BALTIMORE – Think of Hormel Foods Corp. as a “grandparent company,” said Gina Asoudegan, vice president of mission and innovation at Applegate Farms, a subsidiary of the Spam maker since 2015.
“People ask me all the time, ‘How are you able to do innovative work like this with a parent company like Hormel?’” Asoudegan said during a panel discussion at Natural Products Expo East, held Sept. 12-15 in Baltimore. “First of all, Hormel functions more like a grandparent company than a parent company, and by that, I mean they take the long view. They’re 125 years old … they’ve seen many economic ups and downs, depressions, recessions, booms and busts. They know that change does not happen overnight and yet is inevitable.
“And that’s a really important mindset for innovation.”
Founded in 1987, Bridgewater, New Jersey-based Applegate is a processor of natural and organic hot dogs, bacon, sausages, deli meats, cheese and frozen products. When Austin, Minnesota-based Hormel acquired Applegate for $775 million just over three years ago, Asoudegan was anxious about her company’s future.
“I think it’s fair to say it’s a pretty scary thing when you find out that the company you work for is being acquired, especially when you work for a company that’s mission-based and in the natural and organic industry, and the one acquiring you is a conventional company,” she said.
Asoudegan joined Applegate in 2006, serving as director of communications, then, just prior to the acquisition, as senior director of mission. Earlier this year, she advanced to her current position on the senior leadership team. At the time of Asoudegan’s promotion, James P. Snee, president and CEO of Hormel, said her role was created to drive the brand’s mission of “changing the meat we eat.” That mission has included eliminating genetically modified ingredients from the supply chain and certifying products for higher animal welfare standards.
Asoudegan’s expanded responsibilities include leading an internal incubator team designed to create products and a supply chain that supports principles of regenerative agriculture. Pastured animals may contribute to healthier land through regenerative grazing practices. Applegate has pledged that 15 percent of its sales will be sourced from animals raised on pasture-centered farms by 2020.
“I’ve learned a lot over the past year or so, first of all about regenerative agriculture and how difficult this is to scale, but also what true disruption in the food system is going to look like, and I’ve gleaned a couple of insights from that,” Asoudegan said. “The first is that disruption for good needs to be good for everyone, every link in the supply chain. And by good, I also mean profitable. If farming is not profitable, it’s not sustainable. It’s that simple.

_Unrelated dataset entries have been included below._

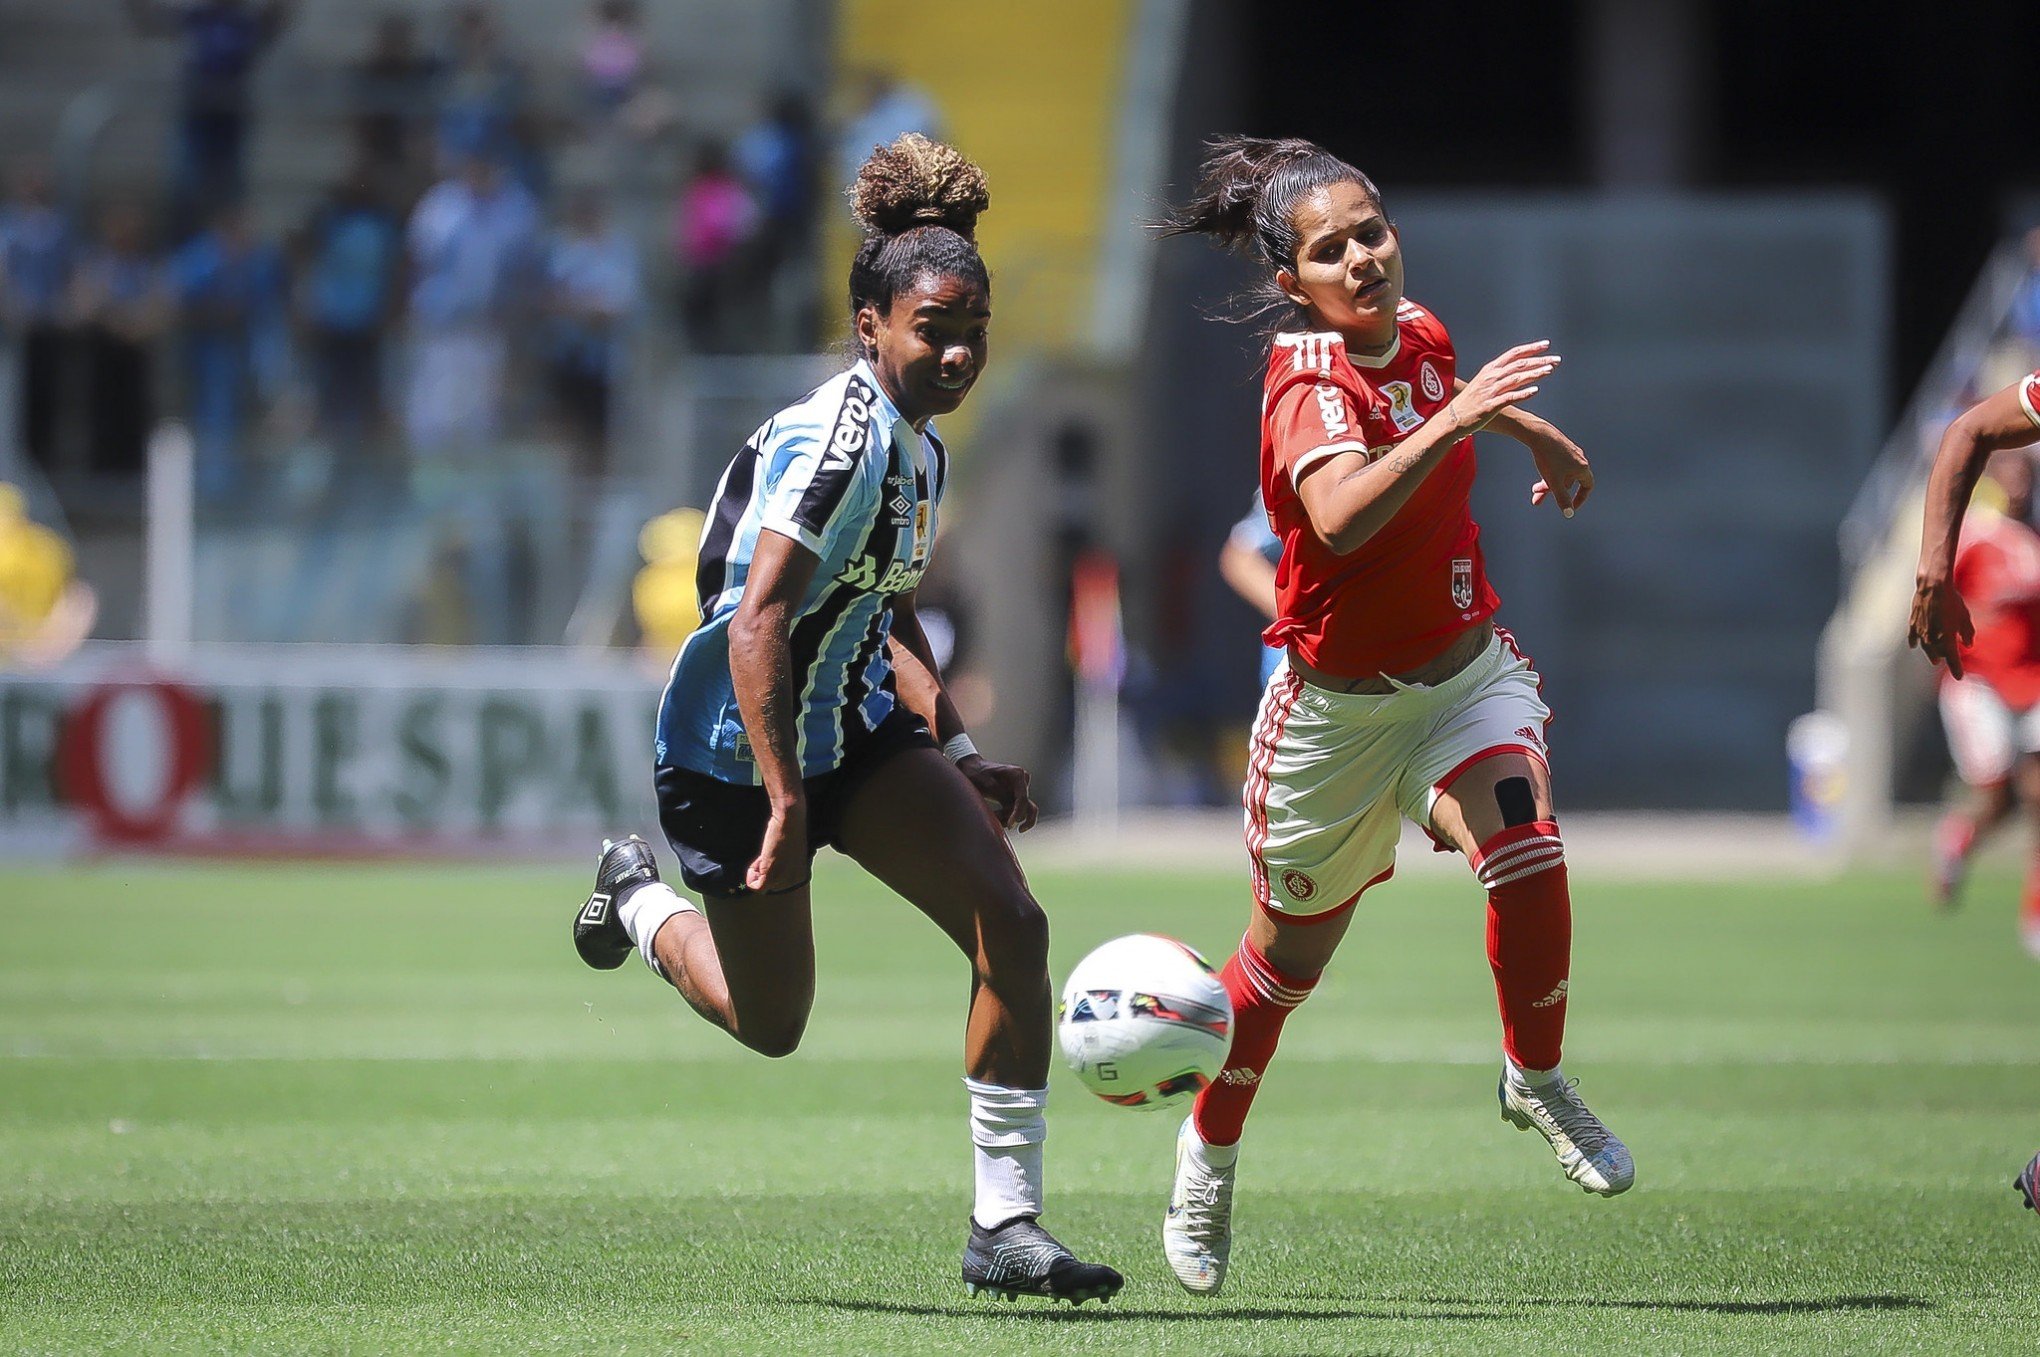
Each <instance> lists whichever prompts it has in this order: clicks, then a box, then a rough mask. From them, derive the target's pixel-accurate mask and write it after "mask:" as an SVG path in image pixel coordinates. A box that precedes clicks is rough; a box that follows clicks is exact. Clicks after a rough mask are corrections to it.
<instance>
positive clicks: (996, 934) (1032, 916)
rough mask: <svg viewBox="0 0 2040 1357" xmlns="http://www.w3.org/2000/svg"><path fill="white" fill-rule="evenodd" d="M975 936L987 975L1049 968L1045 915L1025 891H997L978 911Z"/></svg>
mask: <svg viewBox="0 0 2040 1357" xmlns="http://www.w3.org/2000/svg"><path fill="white" fill-rule="evenodd" d="M977 937H979V967H981V969H983V971H985V975H987V977H989V975H998V973H1036V971H1038V973H1047V969H1049V914H1047V910H1042V908H1040V904H1036V900H1034V896H1030V894H1028V892H1026V890H1010V892H1000V896H998V898H993V900H991V902H989V904H987V906H985V908H983V910H979V916H977Z"/></svg>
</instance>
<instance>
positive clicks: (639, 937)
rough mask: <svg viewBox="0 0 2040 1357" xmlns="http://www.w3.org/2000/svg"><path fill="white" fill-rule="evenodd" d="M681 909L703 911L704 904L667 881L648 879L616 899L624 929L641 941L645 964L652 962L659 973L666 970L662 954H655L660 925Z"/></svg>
mask: <svg viewBox="0 0 2040 1357" xmlns="http://www.w3.org/2000/svg"><path fill="white" fill-rule="evenodd" d="M681 910H694V912H696V914H700V906H696V904H694V900H687V898H685V896H681V894H679V892H677V890H673V888H671V886H667V884H665V882H645V884H643V886H639V888H636V890H632V892H630V894H628V896H624V898H622V900H618V902H616V918H620V920H622V922H624V933H628V935H630V941H632V943H636V945H639V955H643V957H645V965H649V967H651V969H653V973H655V975H665V971H663V969H659V957H655V955H653V951H651V941H653V939H655V937H659V928H663V926H665V920H669V918H671V916H673V914H679V912H681Z"/></svg>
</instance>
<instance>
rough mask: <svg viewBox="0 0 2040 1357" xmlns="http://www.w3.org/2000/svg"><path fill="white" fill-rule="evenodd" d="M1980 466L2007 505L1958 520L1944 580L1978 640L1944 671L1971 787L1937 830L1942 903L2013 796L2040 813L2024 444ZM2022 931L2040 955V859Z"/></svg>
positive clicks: (1946, 899) (1940, 716)
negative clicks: (1959, 672)
mask: <svg viewBox="0 0 2040 1357" xmlns="http://www.w3.org/2000/svg"><path fill="white" fill-rule="evenodd" d="M1983 475H1985V480H1989V482H1991V484H1993V486H1995V488H1997V492H1999V494H2001V496H2003V508H2001V510H1999V508H1997V506H1995V504H1985V502H1979V504H1975V506H1973V508H1971V510H1969V514H1967V518H1965V520H1962V531H1960V535H1958V539H1956V549H1954V569H1952V573H1950V582H1952V584H1954V592H1956V594H1958V596H1960V598H1962V606H1965V608H1969V616H1971V620H1973V624H1975V639H1973V641H1967V643H1958V645H1956V663H1958V665H1960V671H1962V677H1960V680H1956V677H1954V673H1948V671H1944V673H1942V677H1940V718H1942V724H1944V726H1946V731H1948V749H1950V753H1952V755H1954V767H1956V771H1958V773H1960V775H1962V782H1965V784H1967V786H1969V790H1971V794H1969V798H1967V804H1962V806H1958V808H1954V810H1950V812H1948V814H1946V816H1942V820H1940V826H1938V828H1936V831H1934V875H1932V892H1934V902H1936V904H1938V906H1942V908H1952V906H1954V902H1956V892H1958V890H1960V884H1962V875H1965V873H1967V867H1969V859H1971V853H1975V851H1977V847H1979V845H1981V843H1983V839H1985V837H1989V833H1991V831H1995V828H1997V826H1999V824H2003V820H2005V818H2007V816H2009V814H2011V806H2013V802H2016V800H2020V798H2024V800H2026V808H2028V812H2030V814H2032V816H2036V818H2040V757H2036V755H2040V533H2034V529H2032V524H2030V522H2028V514H2030V512H2032V500H2034V467H2032V461H2030V457H2028V453H2024V451H2020V449H2003V451H1997V453H1991V459H1989V461H1987V463H1985V469H1983ZM2013 782H2018V792H2020V796H2013ZM2036 828H2040V824H2036ZM2036 841H2040V837H2036ZM2020 933H2022V937H2024V941H2026V949H2028V951H2032V953H2034V955H2036V957H2040V859H2036V861H2034V865H2032V867H2030V871H2028V884H2026V898H2024V904H2022V910H2020Z"/></svg>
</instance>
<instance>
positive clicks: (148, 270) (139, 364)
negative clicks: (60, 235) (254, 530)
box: [71, 202, 169, 475]
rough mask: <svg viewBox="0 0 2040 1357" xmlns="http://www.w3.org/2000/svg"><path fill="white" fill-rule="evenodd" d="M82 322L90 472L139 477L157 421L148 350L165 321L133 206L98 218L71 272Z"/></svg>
mask: <svg viewBox="0 0 2040 1357" xmlns="http://www.w3.org/2000/svg"><path fill="white" fill-rule="evenodd" d="M71 312H73V314H75V316H78V324H80V351H82V367H84V408H86V429H88V435H86V451H88V463H90V467H92V469H94V471H100V473H112V475H139V473H141V469H143V465H145V461H147V451H149V429H151V424H153V422H155V359H153V349H155V341H157V337H161V333H163V329H165V324H167V320H169V292H167V290H165V286H163V269H161V265H159V263H157V259H155V255H153V253H151V251H149V231H147V224H145V218H143V212H141V208H139V206H135V204H133V202H120V204H114V206H110V208H108V210H106V212H104V214H102V216H100V235H98V241H96V243H94V245H92V247H90V249H88V251H84V253H82V257H80V261H78V269H75V271H73V273H71Z"/></svg>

“Regenerative agriculture needs to go beyond soil. To regenerate means to restore to a better, higher or more worthy state, and that applies not only to the soil but to the farmer, to the farm, and to the community surrounding it.”
Regenerative agriculture has the potential to revitalize rural communities, she added.
“And that’s important because rural America is the new inner city, in case you haven’t noticed, and that’s because of the commoditization and centralization of agriculture,” she said. “And we can change that around, but it’s going to take new business models, new levels of collaboration, and new transparency to make that happen.”
The notion of collaboration as a “force for good” was a theme of the discussion at Expo East and a promising trend in the natural products industry, said Carlotta Mast, senior vice president of content and insights for New Hope Network.
“As an industry, we have a chance to disrupt for good, particularly if we collaborate for good,” she said.
She cited an example of two organic ready-to-eat cereal brands that are partnering rather than competing to supply the nation’s public schools with reduced-sugar options. Nature’s Path Foods, Richmond, British Columbia, recently struck a licensing agreement with Back to the Roots, Oakland, California, to manufacture and distribute the latter brand’s products.
“Back to the Roots has these amazing low-sugar, four-ingredient cereals that they have now put into all of the New York City Public Schools, but they’ve had a challenge scaling their production of their cereal, so they’ve partnered with Nature’s Path … so they can get their cereals into every school in the United States,” Ms. Mast said.
Collaboration is a key part of Applegate’s mission, too.
“In the meat industry, you can only be profitable and affordable to consumers if you utilize every part of the animal, and no company, not even Hormel or Applegate, can use all of those parts,” Asoudegan said. “So, what we’re doing is collaborating with retailers and with restauranteurs, and we’re even collaborating with a pet food company so that together we can all take our various parts of this animal and essentially make the system more efficient. We can bring that price to a price point that we could not have done on our own. It’s this collaborative utilization.
“I’m talking right now to a competitor who can take some of the trim from the regenerative supply that we have. … We can do together what we couldn’t do on our own in terms of those efficiencies.”